For food to travel that far and still look perfect, it has to be treated. Sprayed. Preserved. Protected.
We've become a strange species — spraying food with chemicals to stop things eating it, then eating it ourselves.
It wasn't until I was forced to stop and think — following my diagnosis with Stage 4 NHL — that I really paid attention. Otherwise, it's easy to continue to live inside the matrix, happily eating seed-oil-soaked fast food, trusting that someone else has thought it through.
What I do now
1. No processed food (aim for 80:20)
Achieving 100% is extremely difficult. Aim for 80:20 — fresh cooked foods to processed —
and allow yourself those meals out, the snack at a cinema. Even at 80:20 you will be
infinitely healthier, and your microbiome will be delivering all the vitamins and minerals
that you need.
2. 30 different types of foods per week
Prof Tim Spector of Zoe fame pushes this agenda to give a broad spectrum to your microbiome.
It sounds difficult but 30 includes nuts, seeds, and spices. How often did I think I was being
healthy having salmon with boiled potatoes and tenderstem broccoli with every meal?
Now that same meal is salmon with 6 different steamed veg and 4 roasted root vegetables —
same portion size, completely different diversity. There's 11 of 30 in a single meal.
Suddenly 30 becomes easy.
3. Get back in the kitchen
Start cooking again. Prioritise it in your day. It doesn't have to be all-consuming.
Hugh Fearnley-Whittingstall just did a cookbook based on Tim Spector's 30-a-week
microbiome target — How to Eat 30 Plants a Week. A great place to start.
4. Fermented food
Our grandparents knew how — we forgot. Fermented food is widely available in supermarkets
now and organic options are excellent. Use it as an accompaniment to at least two meals a day.

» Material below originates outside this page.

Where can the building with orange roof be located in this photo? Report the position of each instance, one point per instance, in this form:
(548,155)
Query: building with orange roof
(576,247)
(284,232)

Think: kefir, Greek yoghurt (not the flavoured rubbish), kombucha, sauerkraut, beetroot, pickles.
I make my own — any veg, diced, with 3% of its weight as salt. Mix, jar it, add water to cover
so nothing is exposed to air, and leave it. I did red pepper, chilli, and garlic for 10 days,
then blended it. Best sauce you've ever tasted.
5. Golden rules:
- If it's in a packet, read the ingredients. More than 5 ingredients — put it back on the shelf.
- Apps like Yuka let you scan barcodes and get a health score instantly.
- No seed oils — ever. These are industrial lubricants rebadged as food. The process to get them to the shelf makes them among the most damaging things you can eat. They are everywhere — read labels.
- Buy organic and wash everything. Put blueberries in a bowl with lukewarm water and a heaped teaspoon of bicarbonate of soda. Soak for 10 minutes, rinse. Check the water left behind. You will never not wash fruit again.
- Only ever cook with butter, coconut oil, or ghee. Use extra virgin olive oil for dressings only — not for cooking.
6. Permanent/forever chemicals
Throw away Teflon-coated pans and plastic chopping boards. Change to fluoride-free mineral
toothpaste. The list goes on, but food is the biggest lever — focus there first.
The choice that remains
None of this is about perfection. And it's certainly not about fear.
You are not just feeding yourself. You are feeding trillions of organisms that live with you, work for you, and quietly keep you alive. When you nourish them, they nourish you in return — regulating immunity, reducing inflammation, supporting metabolism, and protecting you in ways medicine can only attempt to replicate later.
The microbiome is not a supplement to health. It is health.
The food industry doesn't see that system. It can't. It sees margins, shelf life, and scale. So the responsibility sits with us — not to fight the system, but to see it clearly and decide how much of it we want to participate in.
You are what you eat — but more importantly, you are what you feed.